Teilhard de Chardin and the Dutch Catechism
“These (false) evolutionary notions, with their denial of all that is absolute or fixed or abiding in human experience, have paved the way for a new philosophy of error ...”
“And so it is with these moderns: they go so far, some of them, as to raise serious doubts about our theology and its method. The demand is for their wholesale reform. This, we are told, would make for a more effective spread of Christ’s Kingdom all over the world, among men of whatever culture, of whatever religious opinions ...”
“Many, among the younger clergy especially, will be led astray by this bad example, and Church discipline will suffer. In published works some caution is still observed, but more freedom is shown in books privately circulated, in lectures, and in meetings for discussion ...”
“The same divine truth, they tell us, may be expressed on the human side in two different ways, even in two ways which in a sense contradict one another, and still. really mean the same thing ...”

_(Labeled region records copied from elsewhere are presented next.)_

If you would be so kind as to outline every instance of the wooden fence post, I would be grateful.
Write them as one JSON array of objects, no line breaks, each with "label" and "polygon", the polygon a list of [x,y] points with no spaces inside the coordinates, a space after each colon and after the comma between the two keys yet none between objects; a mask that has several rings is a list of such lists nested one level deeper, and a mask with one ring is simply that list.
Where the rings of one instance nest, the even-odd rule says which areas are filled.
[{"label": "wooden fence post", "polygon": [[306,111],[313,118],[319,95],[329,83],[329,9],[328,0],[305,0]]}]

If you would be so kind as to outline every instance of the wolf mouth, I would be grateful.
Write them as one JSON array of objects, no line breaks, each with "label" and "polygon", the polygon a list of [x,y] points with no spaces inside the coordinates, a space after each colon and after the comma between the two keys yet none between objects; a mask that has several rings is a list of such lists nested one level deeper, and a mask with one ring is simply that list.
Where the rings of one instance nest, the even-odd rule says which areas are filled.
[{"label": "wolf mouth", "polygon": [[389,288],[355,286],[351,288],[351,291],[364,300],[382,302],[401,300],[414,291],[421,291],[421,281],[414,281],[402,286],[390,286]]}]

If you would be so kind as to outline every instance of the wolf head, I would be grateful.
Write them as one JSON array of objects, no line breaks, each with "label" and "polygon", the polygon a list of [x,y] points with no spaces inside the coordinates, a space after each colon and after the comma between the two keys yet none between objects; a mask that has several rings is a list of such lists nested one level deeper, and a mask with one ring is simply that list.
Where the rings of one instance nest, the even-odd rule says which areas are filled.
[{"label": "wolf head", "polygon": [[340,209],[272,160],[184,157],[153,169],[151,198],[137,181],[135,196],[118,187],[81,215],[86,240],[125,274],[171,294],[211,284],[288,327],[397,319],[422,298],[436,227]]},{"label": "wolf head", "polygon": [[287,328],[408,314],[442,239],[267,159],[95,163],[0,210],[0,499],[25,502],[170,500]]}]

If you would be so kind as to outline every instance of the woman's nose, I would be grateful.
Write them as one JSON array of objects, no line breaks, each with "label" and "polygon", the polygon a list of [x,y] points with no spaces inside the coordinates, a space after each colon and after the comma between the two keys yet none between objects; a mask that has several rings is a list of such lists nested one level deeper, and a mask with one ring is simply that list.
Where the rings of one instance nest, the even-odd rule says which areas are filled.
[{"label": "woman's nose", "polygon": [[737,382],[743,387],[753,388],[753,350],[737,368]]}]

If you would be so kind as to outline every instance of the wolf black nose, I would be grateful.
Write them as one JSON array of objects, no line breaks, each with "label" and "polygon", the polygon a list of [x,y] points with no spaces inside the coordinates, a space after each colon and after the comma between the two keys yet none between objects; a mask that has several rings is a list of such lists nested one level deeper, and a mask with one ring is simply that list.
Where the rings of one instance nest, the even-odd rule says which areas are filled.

“But if reason is to perform this office adequately and without fear of error, it must be trained on the right principles; it must be steeped in that sound philosophy which we have long possessed as an heirloom handed down to us by former ages of Christendom. These principles on which it is based have been made, by the teaching authority of the church, into the touchstone of Divine Revelation ...”
“The mind of man, when it is engaged in a sincere search for truths, will never light on one which contradicts the truths it has already ascertained. The Christian will weigh the latest fantasy carefully, making sure that he does not lose hold of the truth already in his possession or contaminate it in any way, with great danger and perhaps great loss to the faith itself.
In view of all this it is not surprising that the Church will have her future priests brought up on a philosophy which derives its method, its system and its basic principles from the Angelic Doctor (C.I.C. can. 1366,2). One thing is clearly established by the long experience of the ages: his teaching seems to chime in, by a kind of pre-established harmony, with Divine Revelation: no surer way to safeguard the first principles of the Faith ...”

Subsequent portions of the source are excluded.